You can replace loc with at to get the same desired results in all the examples above. It is preferable to use loc instead of at because in some edge cases, at will silently convert data types behind the scenes without warning. Here is an example:

df = pd.DataFrame(
    [["a", "b", 3], ["c", "c", 1], ["e", "f", 30]], columns=["A", "B", "C"]
)
df.info()

Output:

 #   Column  Non-Null Count  Dtype 
---  ------  --------------  ----- 
 0   A       3 non-null      object
 1   B       3 non-null      object
 2   C       3 non-null      int64

As you can see, the 'C' column is assigned an int64 type.

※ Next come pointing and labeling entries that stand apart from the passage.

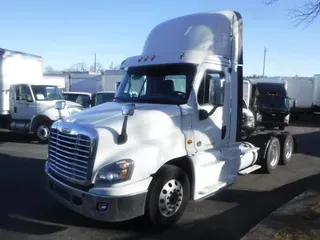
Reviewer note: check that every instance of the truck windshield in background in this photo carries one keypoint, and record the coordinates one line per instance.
(82, 99)
(272, 95)
(46, 93)
(163, 84)
(103, 97)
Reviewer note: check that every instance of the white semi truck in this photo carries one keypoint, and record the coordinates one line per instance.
(26, 103)
(174, 133)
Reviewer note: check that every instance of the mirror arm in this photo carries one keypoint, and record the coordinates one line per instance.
(123, 137)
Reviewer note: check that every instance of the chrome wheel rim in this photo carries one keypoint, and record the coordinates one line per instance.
(170, 198)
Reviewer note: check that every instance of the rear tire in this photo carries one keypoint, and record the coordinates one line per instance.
(271, 160)
(168, 197)
(287, 147)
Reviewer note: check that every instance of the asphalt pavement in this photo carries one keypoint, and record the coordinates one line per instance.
(28, 212)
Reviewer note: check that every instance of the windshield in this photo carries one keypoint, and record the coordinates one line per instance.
(272, 95)
(165, 84)
(82, 99)
(46, 93)
(104, 97)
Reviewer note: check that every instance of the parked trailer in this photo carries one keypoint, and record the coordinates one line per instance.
(111, 79)
(88, 82)
(26, 103)
(316, 93)
(58, 79)
(150, 153)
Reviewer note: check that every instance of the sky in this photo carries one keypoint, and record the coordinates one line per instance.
(71, 31)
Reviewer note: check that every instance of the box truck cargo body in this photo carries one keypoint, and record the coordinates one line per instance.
(27, 104)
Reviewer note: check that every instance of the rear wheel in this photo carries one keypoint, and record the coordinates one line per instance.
(271, 160)
(168, 196)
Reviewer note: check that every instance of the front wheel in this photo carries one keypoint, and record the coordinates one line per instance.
(168, 196)
(42, 133)
(271, 160)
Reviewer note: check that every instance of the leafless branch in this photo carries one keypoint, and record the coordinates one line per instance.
(270, 2)
(304, 14)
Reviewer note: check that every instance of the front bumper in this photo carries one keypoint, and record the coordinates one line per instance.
(85, 203)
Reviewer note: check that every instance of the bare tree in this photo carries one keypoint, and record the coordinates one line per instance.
(49, 69)
(306, 13)
(98, 68)
(79, 67)
(113, 67)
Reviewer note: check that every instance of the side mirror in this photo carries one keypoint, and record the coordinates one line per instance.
(128, 109)
(216, 87)
(29, 98)
(60, 105)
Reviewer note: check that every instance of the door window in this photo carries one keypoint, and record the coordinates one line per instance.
(204, 89)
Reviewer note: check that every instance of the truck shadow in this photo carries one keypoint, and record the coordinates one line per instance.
(28, 209)
(308, 143)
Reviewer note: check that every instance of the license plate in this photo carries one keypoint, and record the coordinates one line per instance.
(61, 192)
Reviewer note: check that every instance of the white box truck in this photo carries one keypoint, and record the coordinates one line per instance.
(26, 104)
(173, 133)
(268, 100)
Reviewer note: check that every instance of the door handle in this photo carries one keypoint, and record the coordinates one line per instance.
(223, 132)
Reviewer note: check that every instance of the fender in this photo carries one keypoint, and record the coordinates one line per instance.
(38, 118)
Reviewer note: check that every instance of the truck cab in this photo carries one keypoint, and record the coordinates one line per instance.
(172, 134)
(269, 102)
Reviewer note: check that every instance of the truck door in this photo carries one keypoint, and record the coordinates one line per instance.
(211, 124)
(22, 103)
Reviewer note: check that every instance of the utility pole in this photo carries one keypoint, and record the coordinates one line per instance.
(264, 60)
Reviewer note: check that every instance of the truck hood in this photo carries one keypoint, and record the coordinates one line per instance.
(110, 115)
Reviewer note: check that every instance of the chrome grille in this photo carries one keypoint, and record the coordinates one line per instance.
(69, 155)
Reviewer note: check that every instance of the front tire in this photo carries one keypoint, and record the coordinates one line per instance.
(42, 133)
(271, 160)
(168, 196)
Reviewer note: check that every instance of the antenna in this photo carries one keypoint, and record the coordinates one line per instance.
(264, 60)
(95, 62)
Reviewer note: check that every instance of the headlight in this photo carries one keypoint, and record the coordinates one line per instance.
(116, 172)
(259, 117)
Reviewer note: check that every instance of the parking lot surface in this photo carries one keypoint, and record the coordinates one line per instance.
(28, 212)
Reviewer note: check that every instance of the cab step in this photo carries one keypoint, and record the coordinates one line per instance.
(212, 188)
(249, 169)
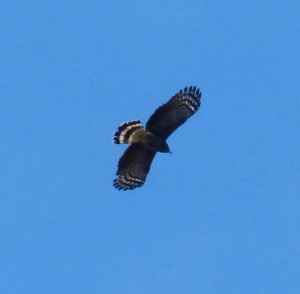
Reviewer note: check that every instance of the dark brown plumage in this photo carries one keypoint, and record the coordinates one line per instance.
(135, 163)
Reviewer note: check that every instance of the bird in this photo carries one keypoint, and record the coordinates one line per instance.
(146, 141)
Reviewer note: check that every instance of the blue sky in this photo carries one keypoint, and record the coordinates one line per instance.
(219, 215)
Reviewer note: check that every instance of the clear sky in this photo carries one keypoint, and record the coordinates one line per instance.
(219, 215)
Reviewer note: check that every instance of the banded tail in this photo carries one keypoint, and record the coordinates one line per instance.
(127, 132)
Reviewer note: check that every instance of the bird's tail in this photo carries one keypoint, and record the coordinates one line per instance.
(129, 132)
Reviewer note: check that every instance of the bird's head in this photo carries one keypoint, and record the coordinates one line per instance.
(165, 148)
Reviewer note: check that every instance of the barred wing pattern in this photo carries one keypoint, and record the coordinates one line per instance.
(168, 117)
(133, 167)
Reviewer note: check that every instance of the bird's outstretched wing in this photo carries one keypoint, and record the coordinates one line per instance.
(168, 117)
(133, 167)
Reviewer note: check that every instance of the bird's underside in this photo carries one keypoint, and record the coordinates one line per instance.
(135, 163)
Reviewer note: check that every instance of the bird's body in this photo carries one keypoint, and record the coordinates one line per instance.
(135, 163)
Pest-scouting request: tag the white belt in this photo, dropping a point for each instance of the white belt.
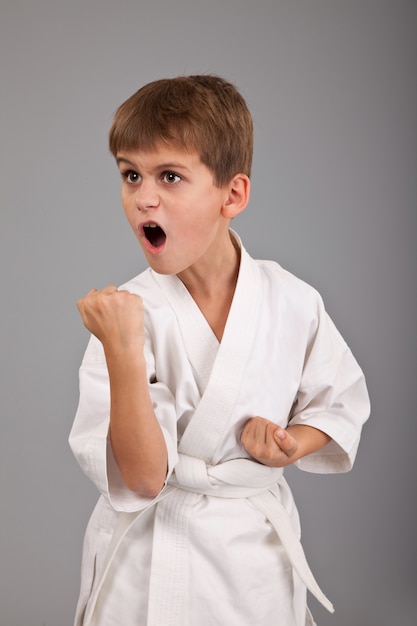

Now, if you try to update the value of the first row, column 'C' to a decimal value with at, you will notice that the decimal value is truncated to form an int64.


df.at[0, 'C'] = 10.70

However, the same is not so when you use loc, as it converts the entire column to float when a new float value is set in one of the rows.

Note:

If the given row index and column label or index does not exist, then both loc and at will create a new row and/or column to satisfy the set value. But iloc cannot enlarge the dataset.
You can also pass in a query for the row or column list values as long as the query expression returns an Index or a list. For example, df.loc[df[df.marks > 70].index, 'marks'] = 'A'. This expression can be applied to the DataFrame example shown in the earlier chapter to see it working.